Q5. What are the three stages of the torch.compile() stack?

Answer: TorchDynamo (graph capture) → AOTAutograd (autograd pre-compilation) → TorchInductor (kernel generation).

Explanation: (1) TorchDynamo operates at the Python bytecode level. It intercepts execution and traces PyTorch operations into an FX Graph. It handles Python's dynamic behavior (control flow, data-dependent branches) using guards — if a guard is violated at runtime, it recompiles. (2) AOTAutograd takes the forward FX graph and pre-traces through PyTorch's autograd engine to produce a joint forward+backward graph before any execution. (3) TorchInductor converts the FX graph into Triton GPU kernels or C++ CPU code, applying fusion, loop tiling, and vectorization. The mode argument controls the trade-off: 'default' is fast to compile, 'max-autotune' spends more time searching for the best tile sizes and kernel configurations.

Conclusion

Compiler design is not dusty theory — it is the engine powering today's AI infrastructure. torch.compile(), TVM, XLA, and MLIR are all built on decades of compiler research: lexers, parsers, SSA, dataflow analysis, register allocation, and code generation.

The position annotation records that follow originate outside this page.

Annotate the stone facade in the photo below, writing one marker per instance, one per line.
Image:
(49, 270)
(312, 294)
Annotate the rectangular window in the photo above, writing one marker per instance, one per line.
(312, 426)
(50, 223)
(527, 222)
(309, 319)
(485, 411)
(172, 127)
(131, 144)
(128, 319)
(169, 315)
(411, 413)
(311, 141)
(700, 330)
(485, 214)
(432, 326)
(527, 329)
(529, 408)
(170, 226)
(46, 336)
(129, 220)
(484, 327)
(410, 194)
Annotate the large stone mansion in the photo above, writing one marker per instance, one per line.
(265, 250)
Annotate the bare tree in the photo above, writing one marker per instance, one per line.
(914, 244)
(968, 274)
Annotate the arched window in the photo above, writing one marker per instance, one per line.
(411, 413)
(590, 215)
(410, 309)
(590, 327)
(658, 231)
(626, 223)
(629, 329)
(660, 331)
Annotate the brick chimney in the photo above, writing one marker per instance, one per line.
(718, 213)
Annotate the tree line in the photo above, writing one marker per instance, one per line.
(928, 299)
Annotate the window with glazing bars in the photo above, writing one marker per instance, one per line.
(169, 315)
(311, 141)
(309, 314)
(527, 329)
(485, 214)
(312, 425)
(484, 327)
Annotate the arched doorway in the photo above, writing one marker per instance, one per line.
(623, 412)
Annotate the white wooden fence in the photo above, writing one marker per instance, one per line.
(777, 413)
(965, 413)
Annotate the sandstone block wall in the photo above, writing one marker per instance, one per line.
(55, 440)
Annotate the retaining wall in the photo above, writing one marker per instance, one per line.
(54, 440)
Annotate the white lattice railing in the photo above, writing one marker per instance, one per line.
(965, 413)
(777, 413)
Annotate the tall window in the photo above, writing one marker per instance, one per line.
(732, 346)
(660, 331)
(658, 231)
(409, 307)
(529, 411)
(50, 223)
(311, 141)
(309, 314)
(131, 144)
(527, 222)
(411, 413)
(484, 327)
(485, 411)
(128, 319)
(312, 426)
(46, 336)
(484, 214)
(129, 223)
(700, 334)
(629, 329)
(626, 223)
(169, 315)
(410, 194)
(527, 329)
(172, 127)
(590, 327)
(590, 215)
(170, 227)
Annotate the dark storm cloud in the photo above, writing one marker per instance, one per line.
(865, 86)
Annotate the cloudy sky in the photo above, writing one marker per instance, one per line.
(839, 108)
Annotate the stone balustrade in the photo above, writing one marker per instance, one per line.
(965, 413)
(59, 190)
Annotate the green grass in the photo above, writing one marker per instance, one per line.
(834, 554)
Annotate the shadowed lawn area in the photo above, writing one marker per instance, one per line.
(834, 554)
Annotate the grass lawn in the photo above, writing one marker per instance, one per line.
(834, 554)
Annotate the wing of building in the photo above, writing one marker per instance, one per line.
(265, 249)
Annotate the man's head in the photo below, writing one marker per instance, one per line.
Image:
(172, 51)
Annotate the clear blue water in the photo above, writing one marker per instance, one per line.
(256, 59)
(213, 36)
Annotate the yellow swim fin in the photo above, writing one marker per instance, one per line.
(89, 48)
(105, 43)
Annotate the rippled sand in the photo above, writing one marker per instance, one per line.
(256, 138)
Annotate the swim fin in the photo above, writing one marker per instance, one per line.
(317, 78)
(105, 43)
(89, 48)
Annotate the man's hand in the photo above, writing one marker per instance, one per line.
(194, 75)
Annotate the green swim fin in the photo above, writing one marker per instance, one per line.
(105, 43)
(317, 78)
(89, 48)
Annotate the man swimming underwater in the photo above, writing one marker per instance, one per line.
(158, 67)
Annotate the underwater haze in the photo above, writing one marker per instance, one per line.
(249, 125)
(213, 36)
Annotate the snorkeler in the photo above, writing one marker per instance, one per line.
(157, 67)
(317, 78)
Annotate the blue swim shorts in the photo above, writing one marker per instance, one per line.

Understanding the Lexer → Parser → AST → IR → Optimization → Code Gen pipeline gives you the mental model to understand:

Why GPU kernel fusion matters so much
Why LLVM is the backend for so many languages
Why SSA form is the universal foundation for optimization

Recommended next steps: the LLVM Kaleidoscope tutorial, the TVM documentation, and the PyTorch 2.0 paper (Ansel et al., 2024).